Crédito Divulgação Volkswagen
16/01/2026
O desempenho das vendas de caminhões no Brasil em 2025 registrou queda de 9,2% em relação a 2024 e demonstrou o impacto das altas taxas de juros de financiamento durante todo o ano, que restringiram a renovação da frota, principalmente no segmento de pesados, o mais importante e com maior volume. Segundo a Anfavea, o total de vendas foi de 113.477 unidades, em comparação com as 124.933 de 2024.
O segmento de caminhões foi o mais afetado pela taxa de juros elevada e no segmento de pesados, voltados majoritariamente para transporte de longas distâncias, a retração foi ainda mais acentuada, de 20,5% ante 2024. “O patamar elevado da taxa Selic e a persistência de tensões geopolíticas, que limitaram uma recuperação mais consistente do setor ao longo de 2025, seguem presentes neste início de ano. Esse cenário nos leva a projetar um comportamento de mercado em 2026 bastante semelhante ao observado no segundo semestre do ano passado”, afirmou o presidente da Anfavea, Igor Calvet.

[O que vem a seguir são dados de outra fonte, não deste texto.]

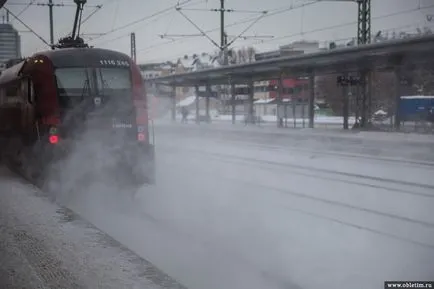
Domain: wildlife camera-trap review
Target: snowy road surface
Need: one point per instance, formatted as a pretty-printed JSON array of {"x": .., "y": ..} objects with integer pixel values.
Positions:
[
  {"x": 240, "y": 212},
  {"x": 44, "y": 246}
]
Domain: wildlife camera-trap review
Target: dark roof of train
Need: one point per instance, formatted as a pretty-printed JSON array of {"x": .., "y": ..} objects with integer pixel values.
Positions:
[{"x": 73, "y": 57}]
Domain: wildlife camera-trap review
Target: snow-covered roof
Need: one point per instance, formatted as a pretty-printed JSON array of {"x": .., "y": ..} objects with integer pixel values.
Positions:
[
  {"x": 197, "y": 62},
  {"x": 187, "y": 101},
  {"x": 264, "y": 101},
  {"x": 380, "y": 112}
]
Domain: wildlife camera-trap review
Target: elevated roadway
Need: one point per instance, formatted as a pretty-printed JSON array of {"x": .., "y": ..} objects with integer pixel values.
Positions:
[
  {"x": 385, "y": 55},
  {"x": 401, "y": 56}
]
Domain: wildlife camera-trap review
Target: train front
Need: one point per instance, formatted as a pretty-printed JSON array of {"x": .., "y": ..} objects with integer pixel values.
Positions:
[{"x": 104, "y": 117}]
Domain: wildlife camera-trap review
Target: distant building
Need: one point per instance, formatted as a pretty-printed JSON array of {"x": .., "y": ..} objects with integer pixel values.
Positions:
[{"x": 10, "y": 43}]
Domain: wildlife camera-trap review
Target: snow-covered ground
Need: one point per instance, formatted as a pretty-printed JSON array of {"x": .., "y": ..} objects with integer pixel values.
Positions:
[
  {"x": 234, "y": 213},
  {"x": 268, "y": 119},
  {"x": 45, "y": 246}
]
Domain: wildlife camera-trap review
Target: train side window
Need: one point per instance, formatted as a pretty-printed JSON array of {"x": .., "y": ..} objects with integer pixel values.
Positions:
[
  {"x": 24, "y": 89},
  {"x": 31, "y": 92}
]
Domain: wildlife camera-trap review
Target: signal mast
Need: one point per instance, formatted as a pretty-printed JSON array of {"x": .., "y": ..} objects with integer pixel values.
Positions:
[{"x": 74, "y": 40}]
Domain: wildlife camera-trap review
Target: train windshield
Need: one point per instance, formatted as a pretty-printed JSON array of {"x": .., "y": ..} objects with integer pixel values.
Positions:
[{"x": 76, "y": 84}]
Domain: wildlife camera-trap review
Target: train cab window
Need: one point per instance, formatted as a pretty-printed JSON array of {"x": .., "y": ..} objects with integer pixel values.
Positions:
[
  {"x": 72, "y": 84},
  {"x": 113, "y": 79}
]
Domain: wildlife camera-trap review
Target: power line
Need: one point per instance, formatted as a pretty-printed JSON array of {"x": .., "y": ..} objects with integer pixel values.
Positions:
[
  {"x": 145, "y": 18},
  {"x": 277, "y": 11},
  {"x": 25, "y": 8},
  {"x": 153, "y": 20},
  {"x": 126, "y": 35},
  {"x": 327, "y": 28},
  {"x": 349, "y": 23}
]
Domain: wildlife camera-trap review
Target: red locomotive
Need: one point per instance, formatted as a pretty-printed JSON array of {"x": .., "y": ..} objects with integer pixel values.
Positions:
[{"x": 48, "y": 100}]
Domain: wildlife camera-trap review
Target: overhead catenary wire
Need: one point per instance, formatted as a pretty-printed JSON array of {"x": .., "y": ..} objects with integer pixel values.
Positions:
[
  {"x": 272, "y": 12},
  {"x": 153, "y": 19},
  {"x": 165, "y": 10},
  {"x": 25, "y": 8},
  {"x": 292, "y": 35},
  {"x": 27, "y": 26}
]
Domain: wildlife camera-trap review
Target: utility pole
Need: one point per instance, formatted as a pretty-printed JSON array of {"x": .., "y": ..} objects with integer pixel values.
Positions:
[
  {"x": 223, "y": 38},
  {"x": 364, "y": 101},
  {"x": 133, "y": 47},
  {"x": 50, "y": 8}
]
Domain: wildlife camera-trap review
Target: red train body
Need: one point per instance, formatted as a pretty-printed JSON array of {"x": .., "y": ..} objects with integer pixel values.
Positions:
[{"x": 49, "y": 100}]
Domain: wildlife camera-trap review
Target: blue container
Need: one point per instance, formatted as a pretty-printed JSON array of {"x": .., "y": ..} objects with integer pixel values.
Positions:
[{"x": 415, "y": 107}]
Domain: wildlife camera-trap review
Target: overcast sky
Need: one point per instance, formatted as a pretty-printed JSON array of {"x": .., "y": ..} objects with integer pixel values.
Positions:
[{"x": 327, "y": 20}]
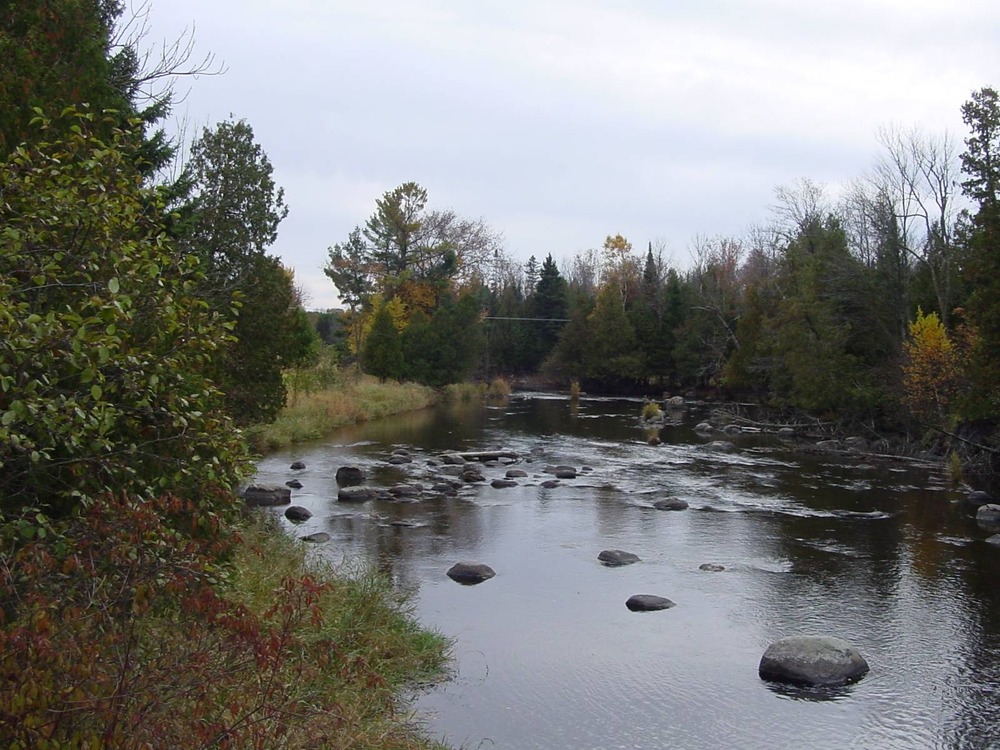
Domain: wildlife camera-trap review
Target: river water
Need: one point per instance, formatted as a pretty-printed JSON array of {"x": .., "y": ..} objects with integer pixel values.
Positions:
[{"x": 880, "y": 553}]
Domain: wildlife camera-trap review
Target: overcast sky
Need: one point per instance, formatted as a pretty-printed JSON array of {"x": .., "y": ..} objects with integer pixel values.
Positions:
[{"x": 559, "y": 123}]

De acordo com o presidente executivo da Anfavea, Igor Calvet, há um ano a taxa de juros era de 11,25% e, em 2025, subirá para 15%. “O impacto é mais significativo no mercado de veículos pesados, especialmente caminhões, que acumularam queda de 9% nos emplacamentos. Segundo o presidente da Anfavea, ‘as taxas de juros estão sufocando o mercado de caminhões’.”
Apenas os segmentos de caminhões médios e semipesados registraram crescimento de 33,0% e 5,4%, respectivamente, com 12.920 e 36.673 unidades, em comparação com 9.712 e 34.810 em 2024. Os demais segmentos, semileves, leves e pesados, registraram quedas de 27,3%, 16,0% e 20,9%, totalizando 5.304, 8.601 e 49.981 veículos.
Nos segmentos de caminhões médios e semipesados, a demanda de setores como suprimentos, varejo e comércio foi importante para o crescimento. Já nos caminhões pesados, tradicionalmente o segmento de maior volume, as altas taxas de juros e as restrições às linhas de financiamento foram os principais motivos para a forte queda.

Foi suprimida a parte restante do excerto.